Development of a rapid and facile platform for testing viral escape-resistance of therapeutic antibodies & vaccines & determining escape mutations

Vaccines can be extremely effective for preventing people becoming ill from viruses, and anti-viral medicines can help those who do become ill to recover. However, viruses evolve and can acquire mutations leading to the appearance of some viral variants that can partially or fully by-pass these preventions and treatments. These so-called escape variants are dangerous as they can cause even vaccinated people to become ill, and in the worst case leave us without protection against the virus. It is very difficult to predict what mutations can occur in a virus that will lead to loss of effectiveness of medicines and vaccines. This project aims to develop a new method for very quickly and easily testing which new drugs and vaccines would still work best against future viral variants, and for revealing the mutations the virus could acquire that would lead to escape.

This new method does not use viruses. Instead, it uses the protein that the vaccines and drugs normally target in the virus, and tests whether they are still effective against a whole range of possible mutant versions of this target protein. It also reveals the different variant forms of this protein that the virus could produce. This new method could be used during the development of vaccines and drugs to enable those that will be most effective against any new variants to be selected and developed, even before the variants appear. In addition, if escape-resistance is not possible, it reveals how the virus would be able to escape, allowing us to develop the appropriate follow-up booster vaccines and drugs that would block these escape routes and be most effective at protecting the population.

Mutational escape of viruses from therapeutics and vaccines is a major challenge to controlling the spread and impact of viral diseases. Development of the most effective therapeutics and vaccines requires methods for testing resistance to viral escape. However, current methods are technically demanding and time consuming.

This project aims to optimise and validate a rapid and facile new method for testing escape resistance of therapeutic monoclonal antibodies and vaccines that target viral binding to host cell receptors, and for revealing mutational escape routes. The methodology entails expression of the target receptor binding domain (RBD), or full-length spike, of the virus in a eukaryotic cell surface display and in-cell mutagenesis system. Libraries of cells expressing mutant variants of viral protein are produced by simply expanding the cells, and escape variants are selected by fluorescence activated cell sorting. Iterative cycles of selection and expansion accumulate mutations to enable emergence of escape routes that require mutational combinations.
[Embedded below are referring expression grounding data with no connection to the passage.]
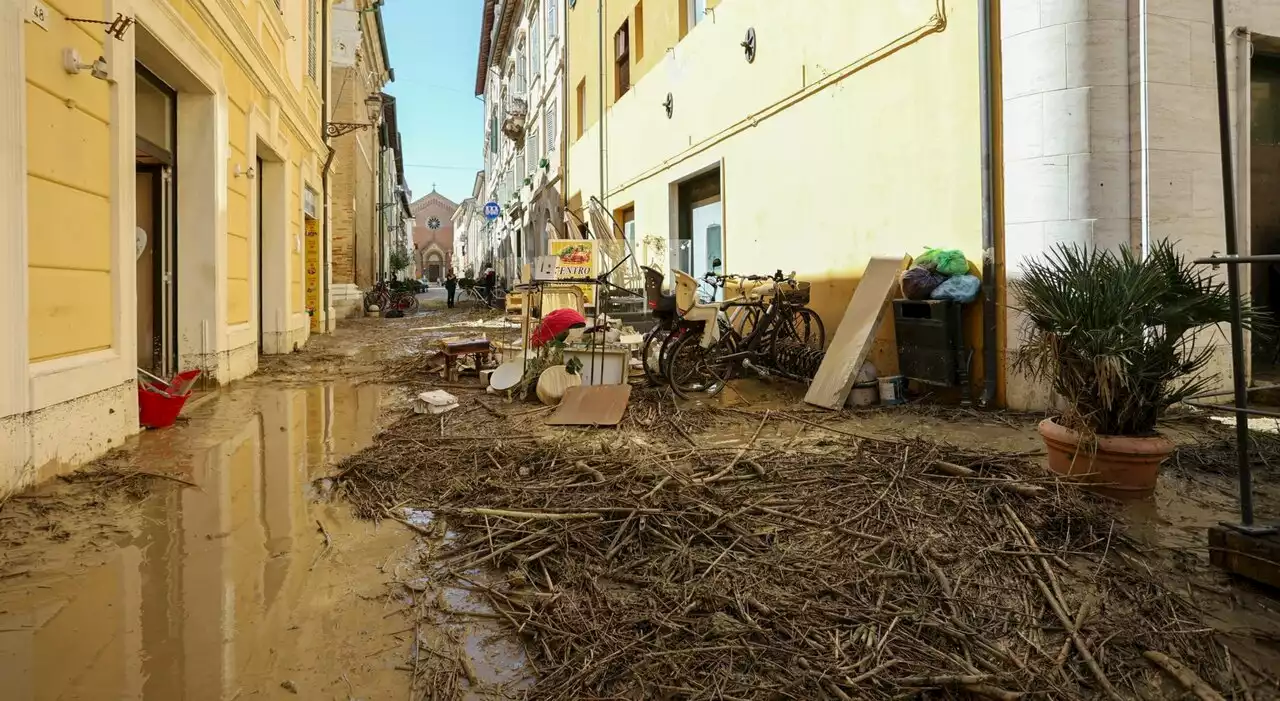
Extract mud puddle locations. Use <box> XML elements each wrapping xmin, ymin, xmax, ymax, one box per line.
<box><xmin>0</xmin><ymin>379</ymin><xmax>528</xmax><ymax>700</ymax></box>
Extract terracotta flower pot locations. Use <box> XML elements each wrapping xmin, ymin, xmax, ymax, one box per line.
<box><xmin>1037</xmin><ymin>419</ymin><xmax>1174</xmax><ymax>499</ymax></box>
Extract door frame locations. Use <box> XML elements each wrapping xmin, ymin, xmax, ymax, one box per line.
<box><xmin>136</xmin><ymin>64</ymin><xmax>179</xmax><ymax>377</ymax></box>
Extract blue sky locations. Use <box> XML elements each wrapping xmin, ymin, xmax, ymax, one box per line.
<box><xmin>382</xmin><ymin>0</ymin><xmax>484</xmax><ymax>205</ymax></box>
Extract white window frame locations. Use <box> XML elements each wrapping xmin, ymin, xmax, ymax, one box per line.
<box><xmin>688</xmin><ymin>0</ymin><xmax>706</xmax><ymax>30</ymax></box>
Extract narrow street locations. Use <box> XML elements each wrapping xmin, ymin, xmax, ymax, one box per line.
<box><xmin>7</xmin><ymin>0</ymin><xmax>1280</xmax><ymax>698</ymax></box>
<box><xmin>4</xmin><ymin>296</ymin><xmax>1279</xmax><ymax>699</ymax></box>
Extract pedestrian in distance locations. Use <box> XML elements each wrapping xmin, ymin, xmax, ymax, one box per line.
<box><xmin>444</xmin><ymin>270</ymin><xmax>458</xmax><ymax>309</ymax></box>
<box><xmin>483</xmin><ymin>267</ymin><xmax>496</xmax><ymax>305</ymax></box>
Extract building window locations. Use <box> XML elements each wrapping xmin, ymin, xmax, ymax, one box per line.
<box><xmin>516</xmin><ymin>149</ymin><xmax>526</xmax><ymax>189</ymax></box>
<box><xmin>680</xmin><ymin>0</ymin><xmax>705</xmax><ymax>38</ymax></box>
<box><xmin>575</xmin><ymin>79</ymin><xmax>586</xmax><ymax>139</ymax></box>
<box><xmin>307</xmin><ymin>0</ymin><xmax>318</xmax><ymax>80</ymax></box>
<box><xmin>530</xmin><ymin>7</ymin><xmax>541</xmax><ymax>79</ymax></box>
<box><xmin>546</xmin><ymin>99</ymin><xmax>557</xmax><ymax>153</ymax></box>
<box><xmin>547</xmin><ymin>0</ymin><xmax>558</xmax><ymax>39</ymax></box>
<box><xmin>490</xmin><ymin>113</ymin><xmax>499</xmax><ymax>153</ymax></box>
<box><xmin>527</xmin><ymin>129</ymin><xmax>539</xmax><ymax>178</ymax></box>
<box><xmin>614</xmin><ymin>20</ymin><xmax>630</xmax><ymax>100</ymax></box>
<box><xmin>634</xmin><ymin>1</ymin><xmax>644</xmax><ymax>61</ymax></box>
<box><xmin>619</xmin><ymin>205</ymin><xmax>636</xmax><ymax>249</ymax></box>
<box><xmin>689</xmin><ymin>0</ymin><xmax>706</xmax><ymax>29</ymax></box>
<box><xmin>516</xmin><ymin>45</ymin><xmax>527</xmax><ymax>95</ymax></box>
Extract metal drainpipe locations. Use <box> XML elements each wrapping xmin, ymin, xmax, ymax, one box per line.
<box><xmin>978</xmin><ymin>0</ymin><xmax>998</xmax><ymax>407</ymax></box>
<box><xmin>561</xmin><ymin>0</ymin><xmax>570</xmax><ymax>219</ymax></box>
<box><xmin>321</xmin><ymin>0</ymin><xmax>330</xmax><ymax>326</ymax></box>
<box><xmin>378</xmin><ymin>129</ymin><xmax>386</xmax><ymax>281</ymax></box>
<box><xmin>598</xmin><ymin>0</ymin><xmax>606</xmax><ymax>218</ymax></box>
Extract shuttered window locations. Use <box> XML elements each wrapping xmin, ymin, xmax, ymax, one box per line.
<box><xmin>545</xmin><ymin>100</ymin><xmax>557</xmax><ymax>154</ymax></box>
<box><xmin>307</xmin><ymin>0</ymin><xmax>318</xmax><ymax>80</ymax></box>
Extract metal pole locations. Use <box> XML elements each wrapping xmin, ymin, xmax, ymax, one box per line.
<box><xmin>977</xmin><ymin>0</ymin><xmax>998</xmax><ymax>408</ymax></box>
<box><xmin>1211</xmin><ymin>0</ymin><xmax>1254</xmax><ymax>527</ymax></box>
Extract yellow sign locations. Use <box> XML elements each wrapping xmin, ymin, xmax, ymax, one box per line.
<box><xmin>548</xmin><ymin>239</ymin><xmax>595</xmax><ymax>305</ymax></box>
<box><xmin>305</xmin><ymin>217</ymin><xmax>320</xmax><ymax>332</ymax></box>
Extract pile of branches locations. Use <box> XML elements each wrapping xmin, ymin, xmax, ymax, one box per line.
<box><xmin>335</xmin><ymin>407</ymin><xmax>1260</xmax><ymax>700</ymax></box>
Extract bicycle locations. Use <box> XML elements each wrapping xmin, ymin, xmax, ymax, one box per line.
<box><xmin>364</xmin><ymin>281</ymin><xmax>420</xmax><ymax>314</ymax></box>
<box><xmin>363</xmin><ymin>282</ymin><xmax>391</xmax><ymax>313</ymax></box>
<box><xmin>665</xmin><ymin>270</ymin><xmax>825</xmax><ymax>399</ymax></box>
<box><xmin>640</xmin><ymin>267</ymin><xmax>732</xmax><ymax>387</ymax></box>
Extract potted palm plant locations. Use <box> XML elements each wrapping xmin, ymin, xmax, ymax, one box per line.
<box><xmin>1013</xmin><ymin>241</ymin><xmax>1265</xmax><ymax>498</ymax></box>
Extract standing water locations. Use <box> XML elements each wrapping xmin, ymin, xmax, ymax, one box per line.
<box><xmin>0</xmin><ymin>381</ymin><xmax>423</xmax><ymax>700</ymax></box>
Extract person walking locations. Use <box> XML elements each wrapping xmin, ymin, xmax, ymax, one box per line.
<box><xmin>444</xmin><ymin>270</ymin><xmax>458</xmax><ymax>309</ymax></box>
<box><xmin>482</xmin><ymin>267</ymin><xmax>496</xmax><ymax>306</ymax></box>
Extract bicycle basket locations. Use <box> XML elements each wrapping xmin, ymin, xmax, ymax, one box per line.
<box><xmin>778</xmin><ymin>281</ymin><xmax>811</xmax><ymax>304</ymax></box>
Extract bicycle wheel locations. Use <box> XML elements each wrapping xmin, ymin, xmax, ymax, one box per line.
<box><xmin>395</xmin><ymin>293</ymin><xmax>419</xmax><ymax>313</ymax></box>
<box><xmin>656</xmin><ymin>325</ymin><xmax>690</xmax><ymax>384</ymax></box>
<box><xmin>773</xmin><ymin>307</ymin><xmax>825</xmax><ymax>351</ymax></box>
<box><xmin>641</xmin><ymin>328</ymin><xmax>670</xmax><ymax>387</ymax></box>
<box><xmin>665</xmin><ymin>327</ymin><xmax>737</xmax><ymax>399</ymax></box>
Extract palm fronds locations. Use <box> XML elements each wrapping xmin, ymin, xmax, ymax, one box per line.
<box><xmin>1012</xmin><ymin>240</ymin><xmax>1268</xmax><ymax>436</ymax></box>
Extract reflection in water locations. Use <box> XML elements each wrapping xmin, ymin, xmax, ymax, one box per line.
<box><xmin>0</xmin><ymin>382</ymin><xmax>387</xmax><ymax>701</ymax></box>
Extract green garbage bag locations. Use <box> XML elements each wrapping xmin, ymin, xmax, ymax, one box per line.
<box><xmin>933</xmin><ymin>249</ymin><xmax>971</xmax><ymax>276</ymax></box>
<box><xmin>916</xmin><ymin>247</ymin><xmax>970</xmax><ymax>276</ymax></box>
<box><xmin>914</xmin><ymin>247</ymin><xmax>942</xmax><ymax>271</ymax></box>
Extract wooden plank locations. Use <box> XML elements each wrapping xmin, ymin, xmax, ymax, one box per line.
<box><xmin>546</xmin><ymin>384</ymin><xmax>632</xmax><ymax>426</ymax></box>
<box><xmin>1208</xmin><ymin>525</ymin><xmax>1280</xmax><ymax>590</ymax></box>
<box><xmin>804</xmin><ymin>255</ymin><xmax>908</xmax><ymax>410</ymax></box>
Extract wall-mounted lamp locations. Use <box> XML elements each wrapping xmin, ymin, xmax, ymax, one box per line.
<box><xmin>234</xmin><ymin>164</ymin><xmax>257</xmax><ymax>179</ymax></box>
<box><xmin>662</xmin><ymin>93</ymin><xmax>674</xmax><ymax>119</ymax></box>
<box><xmin>63</xmin><ymin>49</ymin><xmax>109</xmax><ymax>80</ymax></box>
<box><xmin>325</xmin><ymin>94</ymin><xmax>386</xmax><ymax>138</ymax></box>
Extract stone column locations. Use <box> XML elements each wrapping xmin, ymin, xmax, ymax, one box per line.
<box><xmin>1000</xmin><ymin>0</ymin><xmax>1131</xmax><ymax>409</ymax></box>
<box><xmin>0</xmin><ymin>0</ymin><xmax>32</xmax><ymax>493</ymax></box>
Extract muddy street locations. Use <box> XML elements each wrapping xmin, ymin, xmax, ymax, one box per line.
<box><xmin>3</xmin><ymin>301</ymin><xmax>1280</xmax><ymax>700</ymax></box>
<box><xmin>0</xmin><ymin>303</ymin><xmax>530</xmax><ymax>700</ymax></box>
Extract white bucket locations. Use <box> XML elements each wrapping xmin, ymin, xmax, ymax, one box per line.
<box><xmin>878</xmin><ymin>375</ymin><xmax>906</xmax><ymax>406</ymax></box>
<box><xmin>848</xmin><ymin>381</ymin><xmax>878</xmax><ymax>408</ymax></box>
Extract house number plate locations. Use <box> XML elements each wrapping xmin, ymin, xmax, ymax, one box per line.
<box><xmin>28</xmin><ymin>1</ymin><xmax>50</xmax><ymax>30</ymax></box>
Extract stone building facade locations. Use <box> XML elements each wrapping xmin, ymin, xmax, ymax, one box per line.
<box><xmin>329</xmin><ymin>0</ymin><xmax>394</xmax><ymax>318</ymax></box>
<box><xmin>409</xmin><ymin>190</ymin><xmax>458</xmax><ymax>281</ymax></box>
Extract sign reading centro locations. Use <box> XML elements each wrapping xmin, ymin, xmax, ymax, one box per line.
<box><xmin>548</xmin><ymin>239</ymin><xmax>595</xmax><ymax>305</ymax></box>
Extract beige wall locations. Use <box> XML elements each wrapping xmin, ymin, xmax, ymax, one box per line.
<box><xmin>329</xmin><ymin>66</ymin><xmax>379</xmax><ymax>290</ymax></box>
<box><xmin>566</xmin><ymin>0</ymin><xmax>987</xmax><ymax>379</ymax></box>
The methodology will be optimized and validated using SARS-CoV-2 as an example target virus, and tested for its ability to reveal mutations leading to escape of CoV-2 RBD and full-length spike protein from a series of monoclonal antibodies, and post-vaccination plasma. The functional significance of the mutations will be confirmed by in vitro binding and pseudotyped virus entry assays. To validate the method against current approaches, the numbers and identities of the escape mutations found will be compared to those already identified by current yeast surface display and replication-competent pseudotyped virus methods, for the same monoclonal antibodies and similar post-vaccination plasma.